Lo scorso 3 gennaio è morto Phil Everly, a 74 anni. Insieme al fratello Don aveva formato il duo più importante della storia del rock. Gli Everly Brothers sono stati depositari di un sound seminale che ha influenzato generazioni di artisti venuti dopo. Un suono originale, unico, figlio della più diretta tradizione secolare di origine anglo-scoto-irlandese.
Tra i grandi nomi del primo rock & roll, quello degli Everly Brothers mi ha sempre affascinato particolarmente, per la classe, la delicatezza e la dolcezza delle armonizzazioni. Per le canzoni scritte dalla coppia di autori Felice e Boudleaux Bryant che i due fratelli interpretavano meravigliosamente.
La musica degli Everly Brothers, dalla loro scoperta all’età di 14 o 15 anni, mi ha accompagnato tutta la vita. Erano importanti quando li ascoltavo da appassionato di rock & roll, divennero ancora più importanti quando capii che facevano parte della tradizione dei duet brothers, in perfetta continuità con i fratelli Bolick, Monroe, Delmore, Louvin…
Sono sempre stato consapevole della loro originalità, sin dall’inizio, quando facevo fatica a inserirli nel genere rockabilly, in quello rock & roll, ma anche in quello country. Perché la loro originalità risiedeva nell’essere riusciti a mantenere in primo piano la tradizione country trasmessa dal loro papà Ike e dalla comunità musicale in cui vivevano, aggiungendovi elementi di novità filtrati dalla loro ricca esperienza personale.

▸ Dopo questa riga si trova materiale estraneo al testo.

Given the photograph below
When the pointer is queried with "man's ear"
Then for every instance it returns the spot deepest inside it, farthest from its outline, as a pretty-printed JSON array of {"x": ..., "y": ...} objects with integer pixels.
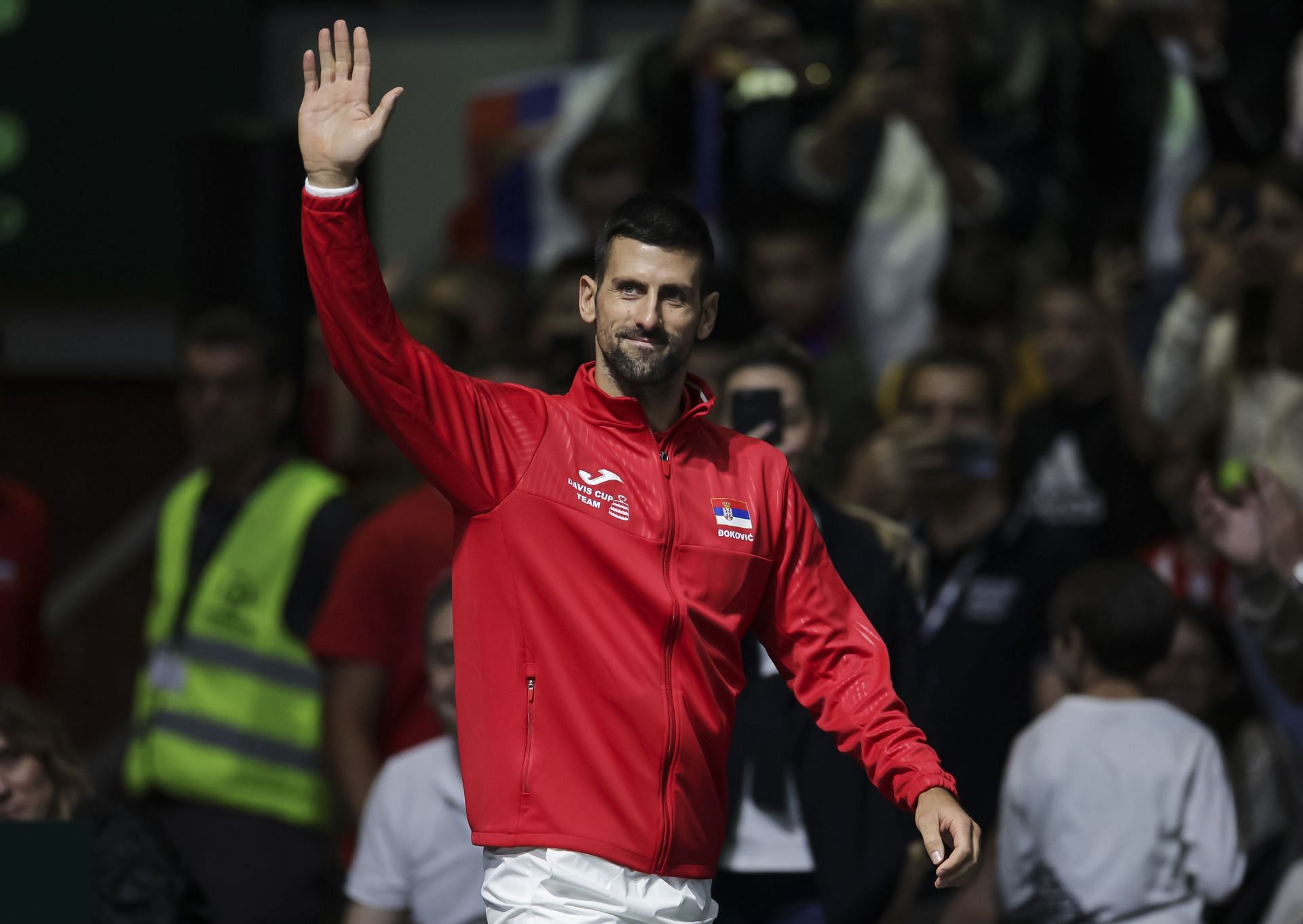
[
  {"x": 588, "y": 299},
  {"x": 709, "y": 312}
]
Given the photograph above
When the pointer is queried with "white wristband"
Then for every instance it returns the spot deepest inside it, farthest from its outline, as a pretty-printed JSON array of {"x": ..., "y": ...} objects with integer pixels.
[{"x": 327, "y": 193}]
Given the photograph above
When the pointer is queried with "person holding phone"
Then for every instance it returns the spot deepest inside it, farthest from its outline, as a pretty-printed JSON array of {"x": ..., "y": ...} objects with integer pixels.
[
  {"x": 1084, "y": 458},
  {"x": 981, "y": 639},
  {"x": 611, "y": 547},
  {"x": 798, "y": 809}
]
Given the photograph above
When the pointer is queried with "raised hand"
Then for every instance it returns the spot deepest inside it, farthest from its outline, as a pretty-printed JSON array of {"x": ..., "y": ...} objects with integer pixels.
[{"x": 337, "y": 126}]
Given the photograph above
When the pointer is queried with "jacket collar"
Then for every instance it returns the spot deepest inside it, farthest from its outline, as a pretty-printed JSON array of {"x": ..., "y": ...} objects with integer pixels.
[{"x": 626, "y": 412}]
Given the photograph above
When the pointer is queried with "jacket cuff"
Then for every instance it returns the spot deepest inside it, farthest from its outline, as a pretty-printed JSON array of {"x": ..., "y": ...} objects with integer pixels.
[
  {"x": 918, "y": 785},
  {"x": 330, "y": 192}
]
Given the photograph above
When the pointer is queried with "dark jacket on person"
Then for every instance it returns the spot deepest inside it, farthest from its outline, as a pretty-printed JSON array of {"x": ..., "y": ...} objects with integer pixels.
[
  {"x": 138, "y": 879},
  {"x": 856, "y": 837}
]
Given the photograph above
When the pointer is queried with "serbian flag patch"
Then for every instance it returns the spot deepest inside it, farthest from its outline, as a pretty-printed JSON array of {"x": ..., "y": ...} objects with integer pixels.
[{"x": 733, "y": 512}]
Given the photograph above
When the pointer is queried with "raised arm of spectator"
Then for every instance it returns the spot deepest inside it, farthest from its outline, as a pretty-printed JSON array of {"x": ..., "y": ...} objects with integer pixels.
[
  {"x": 837, "y": 666},
  {"x": 1182, "y": 381},
  {"x": 1116, "y": 277},
  {"x": 471, "y": 438}
]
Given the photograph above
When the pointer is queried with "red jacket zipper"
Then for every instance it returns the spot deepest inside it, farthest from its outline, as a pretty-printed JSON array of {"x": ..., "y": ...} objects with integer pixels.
[
  {"x": 671, "y": 631},
  {"x": 529, "y": 731}
]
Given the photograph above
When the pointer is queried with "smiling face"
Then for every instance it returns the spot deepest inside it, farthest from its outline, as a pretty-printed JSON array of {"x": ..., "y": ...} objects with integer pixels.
[{"x": 649, "y": 311}]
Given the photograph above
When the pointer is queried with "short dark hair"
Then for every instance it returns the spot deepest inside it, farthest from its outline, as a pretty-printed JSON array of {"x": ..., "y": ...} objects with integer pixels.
[
  {"x": 958, "y": 358},
  {"x": 29, "y": 727},
  {"x": 1125, "y": 613},
  {"x": 661, "y": 220},
  {"x": 793, "y": 219},
  {"x": 233, "y": 326},
  {"x": 774, "y": 349}
]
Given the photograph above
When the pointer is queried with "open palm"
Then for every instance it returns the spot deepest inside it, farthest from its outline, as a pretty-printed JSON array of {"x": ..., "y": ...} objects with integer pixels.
[{"x": 337, "y": 126}]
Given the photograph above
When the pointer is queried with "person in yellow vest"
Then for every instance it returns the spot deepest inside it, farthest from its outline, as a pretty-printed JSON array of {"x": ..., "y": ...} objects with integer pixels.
[{"x": 226, "y": 738}]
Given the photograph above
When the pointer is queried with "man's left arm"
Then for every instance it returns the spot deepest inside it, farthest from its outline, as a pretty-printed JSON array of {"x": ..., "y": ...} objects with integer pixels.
[{"x": 835, "y": 663}]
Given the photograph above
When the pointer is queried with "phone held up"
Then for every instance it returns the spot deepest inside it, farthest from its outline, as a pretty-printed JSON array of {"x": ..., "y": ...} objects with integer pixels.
[{"x": 755, "y": 407}]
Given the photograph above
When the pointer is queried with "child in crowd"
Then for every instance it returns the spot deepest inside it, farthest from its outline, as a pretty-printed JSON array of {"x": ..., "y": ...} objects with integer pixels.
[{"x": 1114, "y": 807}]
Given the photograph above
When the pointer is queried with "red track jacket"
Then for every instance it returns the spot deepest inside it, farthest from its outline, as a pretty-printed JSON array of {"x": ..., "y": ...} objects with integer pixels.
[{"x": 605, "y": 575}]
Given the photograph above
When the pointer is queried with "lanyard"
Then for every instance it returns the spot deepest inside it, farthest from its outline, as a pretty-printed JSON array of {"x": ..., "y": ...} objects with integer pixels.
[{"x": 947, "y": 596}]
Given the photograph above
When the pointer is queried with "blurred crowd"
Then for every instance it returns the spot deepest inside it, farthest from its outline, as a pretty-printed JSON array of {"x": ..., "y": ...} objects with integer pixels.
[{"x": 1017, "y": 286}]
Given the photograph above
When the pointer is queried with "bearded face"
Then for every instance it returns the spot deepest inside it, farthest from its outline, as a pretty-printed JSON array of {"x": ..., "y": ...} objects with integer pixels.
[{"x": 648, "y": 311}]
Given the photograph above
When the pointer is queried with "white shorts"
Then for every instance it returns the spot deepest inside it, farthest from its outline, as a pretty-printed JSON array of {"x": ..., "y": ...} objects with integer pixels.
[{"x": 542, "y": 885}]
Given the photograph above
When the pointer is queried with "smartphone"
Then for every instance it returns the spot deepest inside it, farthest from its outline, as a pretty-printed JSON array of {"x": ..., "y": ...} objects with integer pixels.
[
  {"x": 901, "y": 37},
  {"x": 971, "y": 458},
  {"x": 753, "y": 407},
  {"x": 1242, "y": 202}
]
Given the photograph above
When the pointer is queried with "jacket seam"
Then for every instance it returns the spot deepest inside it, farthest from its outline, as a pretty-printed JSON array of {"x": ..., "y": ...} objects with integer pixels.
[{"x": 527, "y": 467}]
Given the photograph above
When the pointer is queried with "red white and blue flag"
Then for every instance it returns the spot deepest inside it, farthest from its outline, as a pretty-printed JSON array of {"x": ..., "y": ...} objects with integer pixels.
[
  {"x": 521, "y": 130},
  {"x": 735, "y": 514}
]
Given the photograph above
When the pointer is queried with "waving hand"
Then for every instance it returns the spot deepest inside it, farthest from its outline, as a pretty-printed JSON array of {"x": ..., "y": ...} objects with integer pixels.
[{"x": 337, "y": 126}]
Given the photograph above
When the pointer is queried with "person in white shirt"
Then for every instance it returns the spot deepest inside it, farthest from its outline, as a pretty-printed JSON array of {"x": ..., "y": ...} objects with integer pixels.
[
  {"x": 415, "y": 859},
  {"x": 1114, "y": 807}
]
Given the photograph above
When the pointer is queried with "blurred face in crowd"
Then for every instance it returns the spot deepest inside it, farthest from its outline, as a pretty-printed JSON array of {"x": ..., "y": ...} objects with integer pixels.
[
  {"x": 801, "y": 429},
  {"x": 1192, "y": 676},
  {"x": 950, "y": 402},
  {"x": 1198, "y": 225},
  {"x": 1280, "y": 220},
  {"x": 26, "y": 792},
  {"x": 791, "y": 280},
  {"x": 231, "y": 408},
  {"x": 648, "y": 309},
  {"x": 1070, "y": 335},
  {"x": 438, "y": 663}
]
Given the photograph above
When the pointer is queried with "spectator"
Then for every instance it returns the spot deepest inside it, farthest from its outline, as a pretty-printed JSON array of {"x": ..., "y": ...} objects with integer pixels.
[
  {"x": 375, "y": 691},
  {"x": 1202, "y": 676},
  {"x": 24, "y": 571},
  {"x": 991, "y": 571},
  {"x": 807, "y": 839},
  {"x": 136, "y": 876},
  {"x": 1114, "y": 806},
  {"x": 890, "y": 144},
  {"x": 977, "y": 300},
  {"x": 1262, "y": 536},
  {"x": 227, "y": 717},
  {"x": 1215, "y": 360},
  {"x": 558, "y": 334},
  {"x": 791, "y": 270},
  {"x": 1164, "y": 93},
  {"x": 1083, "y": 459},
  {"x": 416, "y": 857}
]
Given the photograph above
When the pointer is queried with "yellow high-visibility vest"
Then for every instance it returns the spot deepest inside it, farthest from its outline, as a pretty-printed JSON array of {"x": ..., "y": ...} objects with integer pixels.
[{"x": 228, "y": 708}]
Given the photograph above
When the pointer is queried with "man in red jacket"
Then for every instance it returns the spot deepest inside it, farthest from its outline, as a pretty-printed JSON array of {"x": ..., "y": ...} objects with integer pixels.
[{"x": 611, "y": 549}]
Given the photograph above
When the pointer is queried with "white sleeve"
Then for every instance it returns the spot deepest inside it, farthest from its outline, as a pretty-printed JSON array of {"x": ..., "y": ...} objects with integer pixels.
[
  {"x": 1015, "y": 840},
  {"x": 1173, "y": 372},
  {"x": 381, "y": 876},
  {"x": 330, "y": 192},
  {"x": 1213, "y": 862}
]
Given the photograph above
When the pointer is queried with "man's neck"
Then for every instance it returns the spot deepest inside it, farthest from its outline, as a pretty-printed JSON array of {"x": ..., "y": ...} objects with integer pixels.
[
  {"x": 661, "y": 403},
  {"x": 1108, "y": 687},
  {"x": 236, "y": 480},
  {"x": 966, "y": 518}
]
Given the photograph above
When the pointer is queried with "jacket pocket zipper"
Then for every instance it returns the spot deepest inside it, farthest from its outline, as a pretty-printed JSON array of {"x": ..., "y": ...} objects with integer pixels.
[{"x": 529, "y": 731}]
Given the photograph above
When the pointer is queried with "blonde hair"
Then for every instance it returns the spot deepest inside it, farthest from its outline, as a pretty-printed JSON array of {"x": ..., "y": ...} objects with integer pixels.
[{"x": 32, "y": 729}]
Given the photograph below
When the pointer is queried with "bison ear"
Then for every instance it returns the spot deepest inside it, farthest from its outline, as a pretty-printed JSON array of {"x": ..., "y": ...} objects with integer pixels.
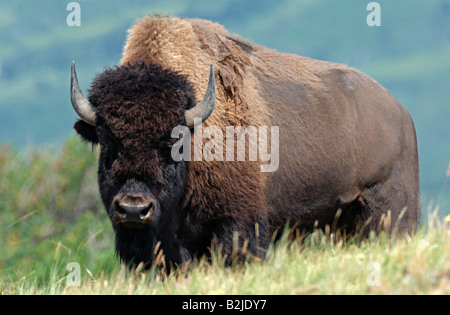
[{"x": 87, "y": 132}]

Nessuna definizione può calzare completamente la musica degli Everly Brothers. Troppo country per essere rock, troppo rock per essere country. Troppo poco wild per essere rockabilly. Erano unici. Immediatamente riconoscibili. Erano belli, avevano un gusto incredibile, due voci angeliche, nelle loro armonizzazioni c’era tutta la tradizione musicale del Sud Est americano. Particolarmente in un album pubblicato nel 1958 dal titolo Songs Our Daddy Taught Us, un disco che ancora oggi con la sua estrema, genuina semplicità, può destare interesse. Così è stato, casualmente, per Billie Joe Armstrong, la voce dei Green Day. Ha scoperto recentemente questo album, se ne è innamorato, ha imparato le canzoni a memoria e a cantarle come fosse uno degli Everly e ha chiesto a Norah Jones di registrale con lui. Foreverly è uscito alla fine dello scorso novembre. Eccetto un paio di canzoni arrangiate e personalizzate rispettivamente dai due, tutti i brani dell’album sono riproposti fedelmente. Un lavoro che per quanto non aggiunga nulla all’originale, si fa apprezzare grazie a un’esecuzione al limite della perfezione.